Partitions and Dry lined Suspended ceilings are much easier to

manage and monitor during the build than traditional wooden studs with the

setting of the stud tracks often (including the foreman) – which effectively

meaning the project is set out.

Dry lining can also be stopped or started seamlessly – holes and traps 

can be left open and blended perfectly after wards unlike finish. If the metal

partitions are done correctly using 45KG Rock wool, Acoustic band

and Acoustic Hangers for the ceilings their vastly superior performance

complete will leave the traditional techniques a long way behind.

Internal angles are finished with Acrylic mastic(painters mate) which allows for

movement. Finish on the other hand is trowelled right into internal corners

making it more prone to cracking.
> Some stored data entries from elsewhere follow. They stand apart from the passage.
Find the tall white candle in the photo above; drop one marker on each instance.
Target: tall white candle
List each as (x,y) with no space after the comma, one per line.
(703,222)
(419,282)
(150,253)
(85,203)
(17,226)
Finish is also weaker, less resilient but yet

harder and more prone to cracking than jointing compound. Finish can also crack

if dried out quickly and can’t blend” like Dry Wall and most plasterers will admit

that a Patch is always a patch unless you skim the whole wall. 

In Summary

When it comes to interior construction dry wall just

becomes too appealing for reasons not obviously to do with frailties of

traditional techniques.

  • Drywall partitions are lighter and faster than brick or block etc.

  • Drywall ceilings require less structural support 
  • Drywall is a smother yet more open decoration friendly finish.

  • Drywall has superior acoustics in terms of Sound insulation.

  • Dry wall provides typically F30 to F90 but can provide up to F240. 

  • Drywall can be modified & refurbished easier.

Furthermore in Time Context. It appears that apart from Central London and

selected sites around the Country the UK is lagging significantly behind what

Germany was using almost twenty years ago in terms of Construction

techniques Generally and Plastering in Particular.